Con la dichiarazione di insolvenza di Ilva e la fissazione dell'adunanza dei creditori per l'esame dello stato passivo per il prossimo 29 giugno, da un lato è stato posto l'ultimo 'timbro' per dare il via alla procedura di amministrazione straordinaria che ha lo scopo di assicurare la prosecuzione dell'attività dell'azienda in vista di una cessione edall'altro si profila la possibilità di un aggravamento, dal punto di vista penale, della posizione di alcuni dei componenti della famiglia Riva già indagati in diverse inchieste a Taranto e Milano: rischiano nuove incriminazioni per il crac del colosso siderurgico.
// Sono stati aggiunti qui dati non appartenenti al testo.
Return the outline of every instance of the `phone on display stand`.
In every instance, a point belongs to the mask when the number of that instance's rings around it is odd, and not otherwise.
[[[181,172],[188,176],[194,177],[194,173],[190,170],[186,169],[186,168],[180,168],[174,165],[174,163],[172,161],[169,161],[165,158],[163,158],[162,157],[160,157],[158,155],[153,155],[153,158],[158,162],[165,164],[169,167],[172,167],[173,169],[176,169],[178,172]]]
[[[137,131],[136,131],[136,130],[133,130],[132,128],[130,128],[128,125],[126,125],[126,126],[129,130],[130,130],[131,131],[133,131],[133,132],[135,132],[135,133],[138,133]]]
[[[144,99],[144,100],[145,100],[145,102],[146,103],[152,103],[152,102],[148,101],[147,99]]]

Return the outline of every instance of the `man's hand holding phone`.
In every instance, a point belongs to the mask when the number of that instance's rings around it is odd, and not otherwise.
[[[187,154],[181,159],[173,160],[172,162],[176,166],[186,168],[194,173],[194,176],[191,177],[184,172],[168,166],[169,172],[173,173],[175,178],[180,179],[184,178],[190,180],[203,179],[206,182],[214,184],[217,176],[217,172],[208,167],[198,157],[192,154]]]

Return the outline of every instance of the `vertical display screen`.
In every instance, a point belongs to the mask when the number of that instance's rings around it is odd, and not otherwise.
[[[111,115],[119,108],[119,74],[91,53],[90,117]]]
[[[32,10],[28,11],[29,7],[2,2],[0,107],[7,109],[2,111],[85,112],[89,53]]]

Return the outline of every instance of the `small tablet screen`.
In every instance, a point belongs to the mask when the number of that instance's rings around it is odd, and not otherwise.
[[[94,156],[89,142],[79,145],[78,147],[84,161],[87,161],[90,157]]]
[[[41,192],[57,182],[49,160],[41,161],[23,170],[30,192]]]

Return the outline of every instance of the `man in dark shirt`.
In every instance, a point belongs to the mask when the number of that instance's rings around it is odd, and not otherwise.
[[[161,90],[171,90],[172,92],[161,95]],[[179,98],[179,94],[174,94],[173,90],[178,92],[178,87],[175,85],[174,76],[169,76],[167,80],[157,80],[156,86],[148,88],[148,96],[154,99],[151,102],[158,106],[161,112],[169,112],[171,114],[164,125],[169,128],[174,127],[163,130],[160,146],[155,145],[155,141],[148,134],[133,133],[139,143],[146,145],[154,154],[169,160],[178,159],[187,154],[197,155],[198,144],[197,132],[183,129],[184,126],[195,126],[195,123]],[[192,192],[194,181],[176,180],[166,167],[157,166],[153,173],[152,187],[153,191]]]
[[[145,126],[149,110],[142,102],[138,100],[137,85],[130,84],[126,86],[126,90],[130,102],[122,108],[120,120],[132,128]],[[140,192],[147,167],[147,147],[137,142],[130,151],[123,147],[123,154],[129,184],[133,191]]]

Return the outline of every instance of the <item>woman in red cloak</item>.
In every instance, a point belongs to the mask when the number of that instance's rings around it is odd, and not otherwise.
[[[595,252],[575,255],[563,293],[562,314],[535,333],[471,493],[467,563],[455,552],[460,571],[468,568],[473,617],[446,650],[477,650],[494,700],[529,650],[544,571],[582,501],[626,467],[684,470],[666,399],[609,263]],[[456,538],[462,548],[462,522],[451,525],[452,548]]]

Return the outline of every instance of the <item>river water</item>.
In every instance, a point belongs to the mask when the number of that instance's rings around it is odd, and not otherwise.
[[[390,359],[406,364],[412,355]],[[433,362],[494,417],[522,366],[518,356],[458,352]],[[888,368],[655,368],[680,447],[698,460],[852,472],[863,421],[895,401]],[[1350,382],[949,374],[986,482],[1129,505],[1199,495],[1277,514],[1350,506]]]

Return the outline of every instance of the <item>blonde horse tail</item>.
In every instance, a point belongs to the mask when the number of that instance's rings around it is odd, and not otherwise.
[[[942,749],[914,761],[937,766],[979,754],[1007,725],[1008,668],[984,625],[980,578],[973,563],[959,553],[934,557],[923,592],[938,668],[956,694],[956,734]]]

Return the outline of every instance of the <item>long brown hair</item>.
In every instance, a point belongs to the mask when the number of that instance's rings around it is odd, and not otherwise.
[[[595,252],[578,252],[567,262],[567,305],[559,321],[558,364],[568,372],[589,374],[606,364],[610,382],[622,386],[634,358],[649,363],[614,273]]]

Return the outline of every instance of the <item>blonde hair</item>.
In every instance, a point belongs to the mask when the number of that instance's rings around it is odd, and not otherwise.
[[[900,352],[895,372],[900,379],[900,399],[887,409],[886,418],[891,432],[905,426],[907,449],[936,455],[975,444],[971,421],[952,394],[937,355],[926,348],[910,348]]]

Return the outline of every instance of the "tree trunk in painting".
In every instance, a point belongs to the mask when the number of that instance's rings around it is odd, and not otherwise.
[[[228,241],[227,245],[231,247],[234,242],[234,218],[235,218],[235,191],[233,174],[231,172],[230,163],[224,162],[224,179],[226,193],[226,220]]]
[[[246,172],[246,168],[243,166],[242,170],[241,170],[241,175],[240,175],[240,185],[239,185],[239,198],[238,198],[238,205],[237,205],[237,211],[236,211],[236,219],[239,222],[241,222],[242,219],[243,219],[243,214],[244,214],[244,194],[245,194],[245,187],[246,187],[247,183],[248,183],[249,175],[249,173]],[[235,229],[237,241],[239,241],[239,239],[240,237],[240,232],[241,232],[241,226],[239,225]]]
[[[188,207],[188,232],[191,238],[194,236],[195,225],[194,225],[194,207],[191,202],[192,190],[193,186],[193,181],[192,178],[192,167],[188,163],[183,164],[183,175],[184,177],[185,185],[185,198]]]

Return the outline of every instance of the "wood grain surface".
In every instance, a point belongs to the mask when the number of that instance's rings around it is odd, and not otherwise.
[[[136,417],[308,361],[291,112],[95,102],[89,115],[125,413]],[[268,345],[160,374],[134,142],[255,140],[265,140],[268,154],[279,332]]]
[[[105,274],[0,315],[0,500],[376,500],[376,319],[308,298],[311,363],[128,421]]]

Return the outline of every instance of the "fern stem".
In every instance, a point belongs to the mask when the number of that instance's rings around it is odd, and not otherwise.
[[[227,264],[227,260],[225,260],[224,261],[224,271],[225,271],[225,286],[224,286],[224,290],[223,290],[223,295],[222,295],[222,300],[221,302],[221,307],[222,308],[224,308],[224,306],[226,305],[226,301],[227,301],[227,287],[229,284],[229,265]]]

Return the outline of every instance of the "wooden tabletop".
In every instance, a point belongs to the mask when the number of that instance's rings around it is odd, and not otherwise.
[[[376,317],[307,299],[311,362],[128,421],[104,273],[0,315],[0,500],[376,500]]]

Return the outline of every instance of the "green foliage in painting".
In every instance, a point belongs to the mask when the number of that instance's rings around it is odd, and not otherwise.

20 MILA DOMANDE IN ARRIVO. In più, come è stato fatto notare al palazzo di Giustizia di Milano, il caso Ilva porrà un problema non secondario: si prevedono circa 20 mila domande di ammissione al passivo con il serio pericolo, se non si provvede al potenziamento dell'organico, del 'collasso' della sezione fallimentare già oberata di un carico di lavoro notevolmente lievitato negli ultimi anni.
EMENDAMENTI IN PARLAMENTO. Intanto in Parlamento è stato depositato un pacchetto di emendamenti: uno per rendere eseguibile da parte della banca svizzera Ubs il trasferimento all'amministrazione straordinaria dell'Ilva dei circa 2 miliardi sequestrati ai Riva dalla magistratura milanese, l'altro per fissare a luglio 2016 il termine ultimo per completare i lavori di risanamento ambientale previsti dall'Aia, l'autorizzazione integrata ambientale.
Nel frattempo gli operai dell'indotto del gruppo hanno sciolto i presidi davanti al Municipio di Taranto e alla portineria 'Imprese' dello stabilimento.